Culture as habit, habit as culture
instinct, habituescence, addiction
We consider Charles Sanders Peirce's insights regarding the dynamics he associated with the concept of habit, so that we might periscope into some realms he left under-explicit: first, culture itself, and then, addiction, the forms of which are necessarily relative to particular cultures at particular times. Peirce's groundwork on habit includes deliberations on instinct, habituescence (the taking of habits), the habit of habit-taking, and the changing of habits, enabling us to think through individual habits that are both marked and unmarked (that is, noticed or not), and how these feed into contemporary cultural practices whether deemed to be innocuous or extreme.
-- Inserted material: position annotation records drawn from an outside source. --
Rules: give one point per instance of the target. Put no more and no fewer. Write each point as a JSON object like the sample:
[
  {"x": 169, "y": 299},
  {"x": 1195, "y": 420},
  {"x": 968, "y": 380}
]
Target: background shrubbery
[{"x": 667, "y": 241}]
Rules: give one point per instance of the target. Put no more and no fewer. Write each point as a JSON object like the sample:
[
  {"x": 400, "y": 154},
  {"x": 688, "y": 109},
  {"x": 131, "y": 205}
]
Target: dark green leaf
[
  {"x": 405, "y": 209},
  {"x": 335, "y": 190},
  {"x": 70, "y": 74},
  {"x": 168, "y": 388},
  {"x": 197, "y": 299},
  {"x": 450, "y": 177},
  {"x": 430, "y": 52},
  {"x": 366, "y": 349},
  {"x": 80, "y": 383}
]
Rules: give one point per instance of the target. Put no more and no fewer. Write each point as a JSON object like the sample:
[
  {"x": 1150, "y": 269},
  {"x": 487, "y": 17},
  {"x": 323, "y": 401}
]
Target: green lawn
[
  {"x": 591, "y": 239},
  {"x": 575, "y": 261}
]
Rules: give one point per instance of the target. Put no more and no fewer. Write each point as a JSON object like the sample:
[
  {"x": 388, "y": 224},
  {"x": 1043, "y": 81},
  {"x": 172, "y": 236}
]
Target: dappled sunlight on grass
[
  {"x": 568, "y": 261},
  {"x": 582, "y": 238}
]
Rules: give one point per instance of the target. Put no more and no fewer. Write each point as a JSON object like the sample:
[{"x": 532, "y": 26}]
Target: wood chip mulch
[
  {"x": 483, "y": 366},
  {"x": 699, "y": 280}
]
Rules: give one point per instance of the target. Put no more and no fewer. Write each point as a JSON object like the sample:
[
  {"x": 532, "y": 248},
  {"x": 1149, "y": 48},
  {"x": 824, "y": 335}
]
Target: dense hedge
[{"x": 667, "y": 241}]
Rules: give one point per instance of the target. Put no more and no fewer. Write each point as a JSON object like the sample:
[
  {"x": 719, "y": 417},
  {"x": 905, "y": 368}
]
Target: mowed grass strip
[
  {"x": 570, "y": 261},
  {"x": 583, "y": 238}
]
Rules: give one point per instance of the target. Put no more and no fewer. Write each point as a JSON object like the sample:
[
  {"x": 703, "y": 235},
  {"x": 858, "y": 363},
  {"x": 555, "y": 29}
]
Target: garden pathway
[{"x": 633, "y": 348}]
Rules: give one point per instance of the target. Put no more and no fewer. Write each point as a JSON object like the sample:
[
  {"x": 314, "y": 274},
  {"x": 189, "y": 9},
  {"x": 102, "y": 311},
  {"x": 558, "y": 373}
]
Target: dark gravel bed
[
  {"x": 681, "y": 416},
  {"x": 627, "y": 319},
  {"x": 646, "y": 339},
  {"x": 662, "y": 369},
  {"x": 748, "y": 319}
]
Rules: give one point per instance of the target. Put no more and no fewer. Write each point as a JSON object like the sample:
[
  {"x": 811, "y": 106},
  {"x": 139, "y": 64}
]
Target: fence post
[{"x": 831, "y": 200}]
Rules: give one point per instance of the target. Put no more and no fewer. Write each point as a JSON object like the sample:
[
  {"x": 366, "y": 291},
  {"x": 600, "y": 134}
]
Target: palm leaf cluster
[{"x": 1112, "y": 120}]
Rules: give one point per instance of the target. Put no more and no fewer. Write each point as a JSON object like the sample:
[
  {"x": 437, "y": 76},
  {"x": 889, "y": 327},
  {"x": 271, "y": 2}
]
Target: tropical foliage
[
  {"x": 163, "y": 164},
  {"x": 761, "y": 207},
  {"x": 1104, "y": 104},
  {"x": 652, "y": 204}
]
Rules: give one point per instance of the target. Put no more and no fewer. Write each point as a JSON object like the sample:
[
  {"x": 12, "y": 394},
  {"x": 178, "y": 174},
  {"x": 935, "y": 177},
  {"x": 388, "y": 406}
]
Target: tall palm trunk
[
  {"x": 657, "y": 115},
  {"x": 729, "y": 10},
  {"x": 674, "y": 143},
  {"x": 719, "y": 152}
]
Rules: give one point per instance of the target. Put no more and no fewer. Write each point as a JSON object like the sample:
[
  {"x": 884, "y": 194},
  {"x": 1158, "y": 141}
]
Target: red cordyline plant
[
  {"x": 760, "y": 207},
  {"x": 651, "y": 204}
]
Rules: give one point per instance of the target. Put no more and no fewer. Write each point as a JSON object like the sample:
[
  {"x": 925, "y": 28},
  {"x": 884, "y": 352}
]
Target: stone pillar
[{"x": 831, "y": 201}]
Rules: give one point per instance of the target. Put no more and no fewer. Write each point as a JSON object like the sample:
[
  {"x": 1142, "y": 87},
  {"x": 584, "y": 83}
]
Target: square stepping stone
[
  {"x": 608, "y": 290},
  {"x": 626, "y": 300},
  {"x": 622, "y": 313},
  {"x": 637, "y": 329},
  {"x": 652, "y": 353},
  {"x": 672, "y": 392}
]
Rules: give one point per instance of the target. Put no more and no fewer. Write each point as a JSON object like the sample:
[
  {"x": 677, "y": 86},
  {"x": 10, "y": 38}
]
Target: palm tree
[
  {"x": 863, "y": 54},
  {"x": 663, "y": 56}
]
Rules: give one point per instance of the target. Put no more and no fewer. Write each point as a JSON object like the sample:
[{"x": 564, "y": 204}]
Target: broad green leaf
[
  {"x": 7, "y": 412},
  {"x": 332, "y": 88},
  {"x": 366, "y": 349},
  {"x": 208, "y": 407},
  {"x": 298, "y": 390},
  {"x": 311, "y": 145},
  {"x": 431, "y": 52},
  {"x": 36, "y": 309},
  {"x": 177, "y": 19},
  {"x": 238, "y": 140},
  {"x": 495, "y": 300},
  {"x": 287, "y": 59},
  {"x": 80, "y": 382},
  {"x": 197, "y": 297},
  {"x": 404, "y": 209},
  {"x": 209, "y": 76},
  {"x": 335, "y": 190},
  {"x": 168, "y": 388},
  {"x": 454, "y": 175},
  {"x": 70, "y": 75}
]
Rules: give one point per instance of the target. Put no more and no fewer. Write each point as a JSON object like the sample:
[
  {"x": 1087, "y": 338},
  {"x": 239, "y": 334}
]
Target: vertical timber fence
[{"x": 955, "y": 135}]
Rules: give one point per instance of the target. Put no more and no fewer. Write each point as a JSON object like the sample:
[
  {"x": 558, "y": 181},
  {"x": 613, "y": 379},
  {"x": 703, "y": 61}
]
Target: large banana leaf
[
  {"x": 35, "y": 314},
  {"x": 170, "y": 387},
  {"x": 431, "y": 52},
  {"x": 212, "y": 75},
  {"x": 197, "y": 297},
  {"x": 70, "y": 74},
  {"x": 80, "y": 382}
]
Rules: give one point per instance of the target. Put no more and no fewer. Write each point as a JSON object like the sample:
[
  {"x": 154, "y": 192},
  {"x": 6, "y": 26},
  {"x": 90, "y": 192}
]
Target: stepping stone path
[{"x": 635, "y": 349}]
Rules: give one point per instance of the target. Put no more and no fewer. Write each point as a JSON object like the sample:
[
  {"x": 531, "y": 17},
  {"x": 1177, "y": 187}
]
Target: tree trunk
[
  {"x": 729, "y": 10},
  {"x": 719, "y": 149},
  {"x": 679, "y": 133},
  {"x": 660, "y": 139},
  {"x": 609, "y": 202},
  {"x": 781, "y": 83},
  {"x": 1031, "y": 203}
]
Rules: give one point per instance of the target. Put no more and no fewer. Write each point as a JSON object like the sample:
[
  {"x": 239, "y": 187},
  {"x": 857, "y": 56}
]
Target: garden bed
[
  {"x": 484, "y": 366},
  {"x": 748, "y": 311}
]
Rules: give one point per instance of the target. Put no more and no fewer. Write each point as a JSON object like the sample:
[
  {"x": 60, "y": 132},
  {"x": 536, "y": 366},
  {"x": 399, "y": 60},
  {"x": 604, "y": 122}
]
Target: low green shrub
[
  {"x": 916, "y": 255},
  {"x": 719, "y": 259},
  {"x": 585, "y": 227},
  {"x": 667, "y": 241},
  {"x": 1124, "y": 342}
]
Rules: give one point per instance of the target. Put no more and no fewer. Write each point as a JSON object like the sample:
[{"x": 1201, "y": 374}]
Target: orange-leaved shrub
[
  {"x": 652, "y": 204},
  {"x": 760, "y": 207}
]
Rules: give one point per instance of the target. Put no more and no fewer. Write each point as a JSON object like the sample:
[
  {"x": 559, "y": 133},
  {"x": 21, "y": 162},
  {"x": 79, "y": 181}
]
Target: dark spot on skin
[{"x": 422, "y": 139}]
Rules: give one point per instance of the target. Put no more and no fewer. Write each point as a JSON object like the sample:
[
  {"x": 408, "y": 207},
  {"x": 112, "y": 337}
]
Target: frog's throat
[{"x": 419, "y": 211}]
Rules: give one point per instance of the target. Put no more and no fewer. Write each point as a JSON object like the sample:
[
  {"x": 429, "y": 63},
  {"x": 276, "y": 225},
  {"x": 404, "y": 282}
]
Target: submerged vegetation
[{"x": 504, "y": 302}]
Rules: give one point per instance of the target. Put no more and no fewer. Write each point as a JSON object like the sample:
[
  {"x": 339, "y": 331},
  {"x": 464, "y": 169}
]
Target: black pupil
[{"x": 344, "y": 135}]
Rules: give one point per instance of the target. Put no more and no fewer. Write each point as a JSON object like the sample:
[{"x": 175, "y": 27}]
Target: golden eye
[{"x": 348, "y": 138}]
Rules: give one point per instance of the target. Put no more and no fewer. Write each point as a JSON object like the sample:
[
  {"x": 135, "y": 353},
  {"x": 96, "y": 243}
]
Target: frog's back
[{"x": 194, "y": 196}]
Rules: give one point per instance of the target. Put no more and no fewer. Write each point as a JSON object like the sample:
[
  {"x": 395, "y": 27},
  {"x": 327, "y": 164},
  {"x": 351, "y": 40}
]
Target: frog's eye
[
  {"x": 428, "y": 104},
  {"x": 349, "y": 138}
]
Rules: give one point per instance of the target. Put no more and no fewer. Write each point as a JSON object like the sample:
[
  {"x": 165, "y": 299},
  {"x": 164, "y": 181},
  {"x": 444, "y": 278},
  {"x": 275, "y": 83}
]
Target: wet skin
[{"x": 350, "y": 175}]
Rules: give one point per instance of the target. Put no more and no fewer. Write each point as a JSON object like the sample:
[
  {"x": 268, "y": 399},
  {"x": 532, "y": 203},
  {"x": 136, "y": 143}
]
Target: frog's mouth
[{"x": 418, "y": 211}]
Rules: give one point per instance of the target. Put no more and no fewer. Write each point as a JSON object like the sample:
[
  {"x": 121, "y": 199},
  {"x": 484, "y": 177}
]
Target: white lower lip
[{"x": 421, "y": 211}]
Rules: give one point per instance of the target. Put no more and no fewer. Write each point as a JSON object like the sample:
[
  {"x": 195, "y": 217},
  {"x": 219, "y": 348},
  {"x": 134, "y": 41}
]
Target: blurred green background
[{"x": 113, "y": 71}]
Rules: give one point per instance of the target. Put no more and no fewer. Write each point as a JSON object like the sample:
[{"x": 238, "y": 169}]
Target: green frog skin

With respect to extreme habits, we use the term "addiction" as a suitable gloss for behaviors marked by actual or perceived dysfunction, regardless of any involvement of use or abuse of substances. Finally, we propose that Peirce's reflections on habits (perhaps colored by his own habits-unto-addictions), and particularly his phanaeroscopy (phenomenology) of thirds—moving from vagueness to generality, from belief to doubt, from habit-taking to habit-breaking—suggest paths for exploring the debate surrounding the "reversibility" or "irreversibility" of addictions, including implications for self-control, and in turn, for our increasingly domesticated 21st-century society.
Cannizzaro, S. , Anderson, M. (2016)., Culture as habit, habit as culture: instinct, habituescence, addiction, in M. Anderson (ed.), Consensus on Peirce's concept of habit, Dordrecht, Springer, pp. 315-339.